What I Wish I Knew Before the Incident
A feature flag rollout is not a deployment. You can't revert it by rolling back a commit. You have to trace the flag's state across every service that evaluates it.
The Live-at-5 incident was a painful lesson. But it forced us to treat feature flags as first-class state in our system. Now, every flag rollout includes a pre-flight check that verifies flag consistency, a gradual canary ramp, and comprehensive logging. The next time a flag goes wrong, we'll know exactly where to look.

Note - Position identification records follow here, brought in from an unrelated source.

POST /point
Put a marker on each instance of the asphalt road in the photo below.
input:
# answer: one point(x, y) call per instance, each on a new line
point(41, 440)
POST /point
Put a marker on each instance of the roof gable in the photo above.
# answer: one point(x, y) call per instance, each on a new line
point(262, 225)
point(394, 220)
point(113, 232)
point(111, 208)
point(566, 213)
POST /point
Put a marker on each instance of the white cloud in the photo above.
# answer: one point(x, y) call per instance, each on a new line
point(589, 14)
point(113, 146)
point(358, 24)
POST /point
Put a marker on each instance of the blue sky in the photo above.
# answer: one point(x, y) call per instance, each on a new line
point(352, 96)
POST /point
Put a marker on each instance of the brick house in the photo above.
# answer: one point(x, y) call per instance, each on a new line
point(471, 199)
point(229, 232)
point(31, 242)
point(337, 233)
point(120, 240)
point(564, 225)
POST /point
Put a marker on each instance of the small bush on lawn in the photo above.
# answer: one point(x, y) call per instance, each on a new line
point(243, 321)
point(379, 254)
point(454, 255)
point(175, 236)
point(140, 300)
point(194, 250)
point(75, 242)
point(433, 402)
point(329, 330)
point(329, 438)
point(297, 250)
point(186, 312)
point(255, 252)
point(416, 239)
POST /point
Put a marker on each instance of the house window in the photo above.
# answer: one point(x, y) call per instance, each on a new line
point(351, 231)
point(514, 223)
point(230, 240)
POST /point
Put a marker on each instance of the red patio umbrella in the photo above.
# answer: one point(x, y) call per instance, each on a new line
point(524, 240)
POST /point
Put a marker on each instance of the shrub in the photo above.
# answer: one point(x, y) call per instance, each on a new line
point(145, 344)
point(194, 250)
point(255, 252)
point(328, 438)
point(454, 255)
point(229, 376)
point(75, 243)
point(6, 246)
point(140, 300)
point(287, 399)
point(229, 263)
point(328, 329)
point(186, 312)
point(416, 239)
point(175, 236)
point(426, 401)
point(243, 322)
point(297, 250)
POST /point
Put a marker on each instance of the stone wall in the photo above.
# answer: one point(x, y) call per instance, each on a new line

Frequently asked questions
How do I debug a feature flag that works in staging but fails in production?
Check for environment-specific flag configurations, stale caches, and differences in flag evaluation logic. Use structured logging to capture the flag key, target context, and evaluated result at each service boundary.
What is flag drift and how do I prevent it?
Flag drift occurs when the same flag has different values across environments (e.g., staging vs. production). Prevent it by using a single source of truth for flag definitions, automating environment synchronization, and adding drift detection alerts.
Should I log every feature flag evaluation in production?
Yes, but use sampled logging for high-traffic flags to avoid overwhelming your log system. At minimum, log all evaluations for flags involved in active rollouts. Include the flag key, user ID, rollout percentage, and evaluated variant.
What's the best way to test feature flag rollouts before going to production?
Run canary rollouts in production with a small percentage of traffic (e.g., 1%). Add automated flag health checks that verify the flag behaves as expected in the canary group. Use feature flag testing in staging with realistic traffic patterns.